ABBADO-LUCERNA 2013
Non ho assistito (non tutto si può fare) al concerto Schubert-Bruckner e mi spiace perché i due programmi di quest’anno erano evidentemente legati sul piano tematico e interpretativo. Ma c’ero la sera del 17 agosto, alla replica del concerto inaugurale, ed è stato memorabile. Mi preme sottolineare un aspetto: la continua rilettura, l’ininterrotto studio di Claudio Abbado su lavori anche già eseguiti. Prendete l’Eroica, e riandate al fantastico ciclo Beethoven di Roma e Vienna, subito dopo la malattia. Abbado fu il “campione” di un Beethoven asciutto, svelto, nervoso, giustamente memore della filologia innestata però su uno “slancio ideale” rispondente alla grande tradizione (ai tempi, citò giustamente Furtwangler da un lato, Harnoncourt da un altro). Da quel momento, ecco innumerevoli esecuzioni iper-nervose, iper-secche, iper-minimal di Beethoven. Ma Abbado non si ferma: rilegge, ristudia, reinterpreta. Già a Lucerna, poco dopo l’esperienza Roma-Vienna, c’era stata una incredibile Nona di Beethoven riletta come una “missa solemnis” laica (neanche tanto laica, anzi, spiritualissima). L’Eroica 2013 di Abbado a Lucerna è stata consimile: di Roma o di Vienna con i Berliner di allora restano l’articolazione delle frasi o certi rilievi “solistici” della concertazione (oboe, clarinetto con i memorabili solisti dell’orchestra di Lucerna, peraltro perfettamente fusi in “orchestra”, non fini a se stessi).
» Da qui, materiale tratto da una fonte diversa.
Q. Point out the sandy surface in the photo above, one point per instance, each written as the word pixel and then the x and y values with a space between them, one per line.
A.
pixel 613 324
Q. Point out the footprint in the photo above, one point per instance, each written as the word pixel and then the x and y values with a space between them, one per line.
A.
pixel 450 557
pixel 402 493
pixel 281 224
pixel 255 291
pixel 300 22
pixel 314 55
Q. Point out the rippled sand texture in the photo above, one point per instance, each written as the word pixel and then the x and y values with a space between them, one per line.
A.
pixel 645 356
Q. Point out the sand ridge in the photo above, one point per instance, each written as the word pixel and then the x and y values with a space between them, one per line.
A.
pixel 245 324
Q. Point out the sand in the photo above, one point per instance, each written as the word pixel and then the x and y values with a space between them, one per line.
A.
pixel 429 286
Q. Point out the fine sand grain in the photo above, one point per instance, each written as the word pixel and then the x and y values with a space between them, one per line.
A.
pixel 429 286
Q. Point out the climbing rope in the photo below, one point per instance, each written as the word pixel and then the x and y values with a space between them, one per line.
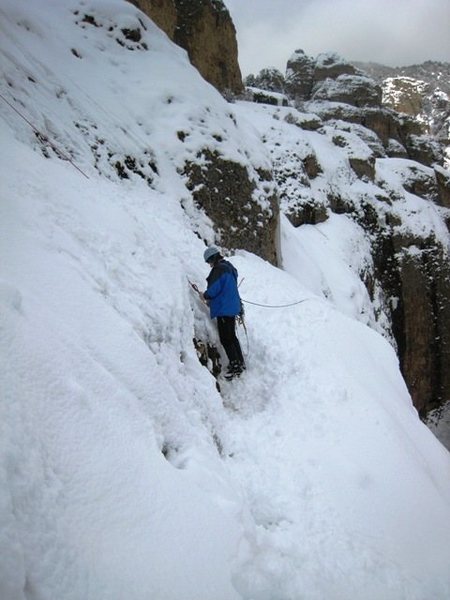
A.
pixel 276 305
pixel 41 136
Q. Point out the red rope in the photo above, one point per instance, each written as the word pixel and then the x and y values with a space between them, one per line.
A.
pixel 43 137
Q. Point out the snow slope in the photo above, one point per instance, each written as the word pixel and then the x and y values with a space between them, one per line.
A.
pixel 124 473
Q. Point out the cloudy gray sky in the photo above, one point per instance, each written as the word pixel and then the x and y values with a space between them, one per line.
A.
pixel 392 32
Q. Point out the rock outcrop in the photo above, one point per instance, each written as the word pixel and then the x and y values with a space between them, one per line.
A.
pixel 244 209
pixel 162 12
pixel 205 29
pixel 409 280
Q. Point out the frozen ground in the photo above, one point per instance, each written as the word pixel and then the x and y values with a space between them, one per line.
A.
pixel 124 473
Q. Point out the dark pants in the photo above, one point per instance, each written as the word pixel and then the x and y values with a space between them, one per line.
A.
pixel 228 339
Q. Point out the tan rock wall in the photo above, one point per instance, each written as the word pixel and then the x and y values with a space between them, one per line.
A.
pixel 204 28
pixel 162 12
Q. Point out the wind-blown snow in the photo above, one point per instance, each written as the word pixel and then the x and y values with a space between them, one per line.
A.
pixel 124 472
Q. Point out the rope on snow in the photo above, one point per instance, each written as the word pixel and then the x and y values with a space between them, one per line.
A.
pixel 43 137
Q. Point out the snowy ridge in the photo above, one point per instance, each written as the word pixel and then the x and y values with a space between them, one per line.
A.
pixel 124 473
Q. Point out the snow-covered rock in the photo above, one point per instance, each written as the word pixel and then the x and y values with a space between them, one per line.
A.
pixel 124 473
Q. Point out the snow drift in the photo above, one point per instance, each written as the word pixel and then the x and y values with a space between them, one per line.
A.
pixel 124 472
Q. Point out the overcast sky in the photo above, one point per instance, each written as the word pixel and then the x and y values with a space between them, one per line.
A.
pixel 391 32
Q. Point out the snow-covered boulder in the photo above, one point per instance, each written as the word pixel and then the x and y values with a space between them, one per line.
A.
pixel 356 90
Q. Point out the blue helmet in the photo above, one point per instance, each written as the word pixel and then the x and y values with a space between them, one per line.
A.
pixel 210 252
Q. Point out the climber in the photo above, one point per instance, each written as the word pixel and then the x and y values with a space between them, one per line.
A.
pixel 222 296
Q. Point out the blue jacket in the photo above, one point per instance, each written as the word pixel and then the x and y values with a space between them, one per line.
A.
pixel 222 291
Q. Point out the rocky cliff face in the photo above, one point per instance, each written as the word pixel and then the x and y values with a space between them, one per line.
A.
pixel 422 91
pixel 204 28
pixel 399 172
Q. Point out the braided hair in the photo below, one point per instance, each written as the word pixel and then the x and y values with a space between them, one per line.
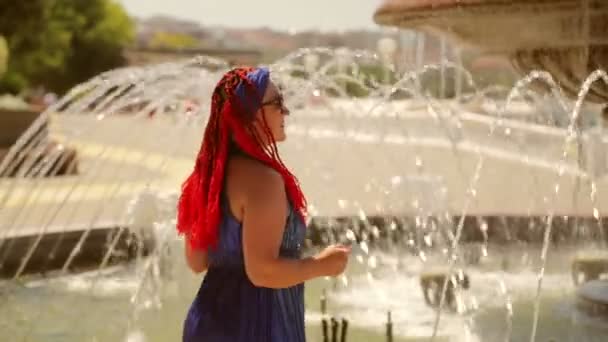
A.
pixel 231 121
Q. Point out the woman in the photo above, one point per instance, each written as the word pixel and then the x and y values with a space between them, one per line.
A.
pixel 242 212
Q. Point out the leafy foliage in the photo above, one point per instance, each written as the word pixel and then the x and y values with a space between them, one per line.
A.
pixel 60 43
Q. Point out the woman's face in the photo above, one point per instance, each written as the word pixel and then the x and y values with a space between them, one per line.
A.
pixel 273 110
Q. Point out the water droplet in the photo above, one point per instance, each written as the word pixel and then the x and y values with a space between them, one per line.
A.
pixel 362 215
pixel 372 262
pixel 396 180
pixel 422 256
pixel 364 247
pixel 428 240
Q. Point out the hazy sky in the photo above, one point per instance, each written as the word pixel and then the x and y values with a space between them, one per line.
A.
pixel 277 14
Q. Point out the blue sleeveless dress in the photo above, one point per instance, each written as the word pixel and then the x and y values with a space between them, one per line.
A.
pixel 229 308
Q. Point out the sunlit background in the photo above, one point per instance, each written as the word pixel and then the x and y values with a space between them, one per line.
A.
pixel 458 147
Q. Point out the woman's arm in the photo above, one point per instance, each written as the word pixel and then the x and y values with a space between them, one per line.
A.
pixel 264 216
pixel 197 259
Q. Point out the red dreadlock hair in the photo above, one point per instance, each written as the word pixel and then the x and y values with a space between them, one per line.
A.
pixel 230 121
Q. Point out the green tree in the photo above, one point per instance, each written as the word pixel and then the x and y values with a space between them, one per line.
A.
pixel 3 55
pixel 59 43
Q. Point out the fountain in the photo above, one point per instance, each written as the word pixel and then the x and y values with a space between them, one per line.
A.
pixel 428 192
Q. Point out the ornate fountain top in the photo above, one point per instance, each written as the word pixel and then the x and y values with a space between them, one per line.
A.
pixel 568 38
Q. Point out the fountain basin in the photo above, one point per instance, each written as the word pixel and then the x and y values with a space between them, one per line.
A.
pixel 585 269
pixel 55 247
pixel 592 298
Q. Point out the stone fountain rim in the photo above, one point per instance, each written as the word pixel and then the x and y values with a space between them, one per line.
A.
pixel 413 13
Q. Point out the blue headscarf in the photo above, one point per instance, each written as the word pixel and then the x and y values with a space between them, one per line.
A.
pixel 260 78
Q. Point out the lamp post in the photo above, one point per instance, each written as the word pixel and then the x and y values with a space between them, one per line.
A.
pixel 387 48
pixel 311 62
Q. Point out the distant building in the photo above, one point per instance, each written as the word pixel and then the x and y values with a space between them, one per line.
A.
pixel 143 56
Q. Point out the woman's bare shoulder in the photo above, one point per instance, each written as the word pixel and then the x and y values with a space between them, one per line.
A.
pixel 255 179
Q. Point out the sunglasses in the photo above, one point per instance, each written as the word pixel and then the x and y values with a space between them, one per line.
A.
pixel 278 101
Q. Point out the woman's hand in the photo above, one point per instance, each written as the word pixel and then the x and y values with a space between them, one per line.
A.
pixel 333 260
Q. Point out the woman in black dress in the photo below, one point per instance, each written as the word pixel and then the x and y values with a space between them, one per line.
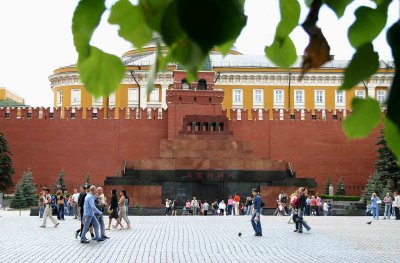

Ma questa Eroica firmata da Abbado è tutt’altra cosa, da allora: dilatata nei tempi ma con una sbalorditiva capacità di sostenerli, tecnicamente ed emotivamente. E colma di un “affetto” e di un pathos che raramente si associano all’Eroica. Si sentono nella (incredibile) lettura della Marcia Funebre, ma si ritrovano ovunque: il tema del primo movimento enunciato alla fine dai corni. Il Trio dello scherzo (ancora i corni, mai ascoltato così: la frase viene presa “in dolcezza” e poi espansa in volume, come decollasse, nell’aria, ma con un senso di gioco e di struggimento). E gioco, affetto e struggimento sono il “segno” di tutto il finale.
Ma tutto il concerto è vissuto nel segno della “rilettura”. Quant’è lontano il Brahms giovanile, quasi “cubista” di Abbado, da questa “rotonda”, meditata, Ouverture iper-Tragica! E, nell’opulenza vocale del mezzosoprano Fujimura (una canna d’organo!), quanto pathos nel Waldtaube-lied di Schoenberg rispetto ad altre, pur favolose letture, già date in passato da Abbado. Ecco, “pathos” e “affetti” sembrano due “temi interpretativi” dell’attuale far musica di Claudio Abbado. Ma, attenzione! Con lui – a 80 anni – il giorno dopo è sempre, musicalmente, un giorno nuovo. Ed è ciò che, massimamente, lo rende uno stupefacente musicista.